The man who confirmed what we all suspected about the RCMP
December 10, 2009
Gary Mason, Globe and Mail
When the federal government announced it wouldn't be renewing Paul Kennedy's term as head of the Commission for Public Complaints Against the RCMP, the soon-to-be-jobless civil servant chose not to say anything.
Well, now he's spoken.
Mr. Kennedy's report into the RCMP's conduct in the Robert Dziekanski affair is as devastating a critique of our national police force as you'll find. And the same federal government that told Mr. Kennedy he's done at the end of the year must share some of the blame.
Many of the RCMP's well-documented failings – ones the federal government has steadfastly refused to address – are at the root of the case in which Mr. Dziekanski, a Polish immigrant, died after being tasered at Vancouver airport two years ago.
This is not a report Mr. Kennedy would have felt comfortable writing when he first started his job. After four years, though, he's learned a lot. He better understands, too, how increasingly tenuous support for the RCMP is in our country. As such, Mr. Kennedy said the death of Mr. Dziekanski represents a “defining moment in the history of the force.” He didn't say why. But it's likely obvious.
The Dziekanski case is the denouement of a pernicious period for the RCMP in which its reputation and credibility have been bloodied and battered. How the force (and the federal government) responds to this challenge will determine its future.
If nothing else, the Kennedy report is a clarion call for change, especially when it comes to the contentious matter of police investigating themselves. The public needs to have complete faith in any investigative process that centres around the conduct of a police officer. When that investigation is handled by fellow police officers – as it was in the Dziekanski case – and is found to be terribly flawed – as it was in the Dziekanski case – then the public loses trust in the very institution it needs to trust most.
Many of the investigative deficiencies have already been revealed. Still, no matter how many times you hear about the screw-ups, it makes you shudder with rage.
Like the four officers involved in the Dziekanski encounter giving virtually identical statements to investigators. How is that possible? Perhaps it's because they were allowed to compare notes ahead of time. They also didn't seem to take into account that there was a video of the incident – one they hadn't seen but knew existed. Surprise, surprise then, when the video version was decidedly different from the self-serving explanations offered by the officers in their statements. Yet, they were never asked to justify the discrepancies.

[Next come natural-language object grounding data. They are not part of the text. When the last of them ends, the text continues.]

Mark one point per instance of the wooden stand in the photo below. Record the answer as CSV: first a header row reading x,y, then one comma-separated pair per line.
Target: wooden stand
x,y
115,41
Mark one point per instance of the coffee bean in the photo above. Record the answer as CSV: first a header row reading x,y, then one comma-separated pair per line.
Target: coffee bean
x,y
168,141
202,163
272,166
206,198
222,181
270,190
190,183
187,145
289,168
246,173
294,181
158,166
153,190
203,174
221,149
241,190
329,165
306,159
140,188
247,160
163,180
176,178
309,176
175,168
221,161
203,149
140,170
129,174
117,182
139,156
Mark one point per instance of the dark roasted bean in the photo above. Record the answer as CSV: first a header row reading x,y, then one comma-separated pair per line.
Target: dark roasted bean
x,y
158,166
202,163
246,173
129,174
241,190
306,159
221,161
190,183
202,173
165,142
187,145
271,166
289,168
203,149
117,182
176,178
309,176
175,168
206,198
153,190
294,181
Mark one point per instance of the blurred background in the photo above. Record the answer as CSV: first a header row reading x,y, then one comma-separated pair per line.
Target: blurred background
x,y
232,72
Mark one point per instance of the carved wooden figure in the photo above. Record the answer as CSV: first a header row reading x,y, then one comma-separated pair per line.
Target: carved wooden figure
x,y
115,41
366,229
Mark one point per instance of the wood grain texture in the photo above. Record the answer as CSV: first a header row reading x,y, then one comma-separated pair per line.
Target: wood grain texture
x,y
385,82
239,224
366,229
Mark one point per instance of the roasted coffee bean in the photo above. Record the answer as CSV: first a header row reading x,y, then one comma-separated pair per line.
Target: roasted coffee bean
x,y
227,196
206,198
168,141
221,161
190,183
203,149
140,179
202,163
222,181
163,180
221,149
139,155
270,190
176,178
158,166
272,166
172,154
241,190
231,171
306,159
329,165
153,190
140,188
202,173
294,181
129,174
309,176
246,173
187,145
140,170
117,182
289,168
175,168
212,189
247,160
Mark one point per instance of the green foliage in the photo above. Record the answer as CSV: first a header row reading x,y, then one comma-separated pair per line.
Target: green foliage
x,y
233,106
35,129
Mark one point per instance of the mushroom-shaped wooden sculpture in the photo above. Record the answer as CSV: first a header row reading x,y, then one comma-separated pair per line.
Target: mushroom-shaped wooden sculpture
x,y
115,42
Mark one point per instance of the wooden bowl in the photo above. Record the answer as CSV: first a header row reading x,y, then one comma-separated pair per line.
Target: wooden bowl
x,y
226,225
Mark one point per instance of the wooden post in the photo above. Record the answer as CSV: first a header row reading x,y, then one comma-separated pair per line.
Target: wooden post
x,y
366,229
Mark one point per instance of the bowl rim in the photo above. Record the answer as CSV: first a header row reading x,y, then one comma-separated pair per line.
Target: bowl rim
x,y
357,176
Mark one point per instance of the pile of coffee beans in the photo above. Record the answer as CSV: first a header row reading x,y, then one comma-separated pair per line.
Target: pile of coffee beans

As outlined in the Kennedy report, the RCMP's head investigator said he didn't want to show the officers the video because it might have been too “traumatic for them.” Right. Better to sweep the inconsistencies under the carpet. Mr. Kennedy said he did not accept any version of events given by the four officers. Yet, the RCMP accepted their every word.
Recall the Mounties' investigation of the Ian Bush case. Four years ago, Mr. Bush, a 22-year-old logger, was shot in the back of the head by an RCMP officer in the Houston, B.C., detachment after being arrested for holding an open bottle of beer outside a hockey arena. The officer who shot Mr. Bush was never charged, even though there were serious questions about the credibility of his story.
A year later, the RCMP announced a proposal designed to alleviate the public's concerns about the quality and impartiality of the Mounties' investigations. Under the Independent Observer program, someone from Mr. Kennedy's office would have a front-row seat in the investigative process when the Mounties were probing one of their own. The observer couldn't make any real-time suggestions if he saw something he didn't like; he was there only to observe. It was a pointless public-relations exercise.
Never was that more evident than in the Dziekanski case. The independent observer reported to Mr. Kennedy that there were no outward signs of bias on the part of the investigators. In other words, everything about the probe was fine. But bias isn't always on open display or manifestly evident in what people do. More often, it's a product of what they don't do.
The RCMP investigation into the death of Mr. Dziekanski was a travesty of justice. Paul Kennedy's report simply confirmed what we all suspected.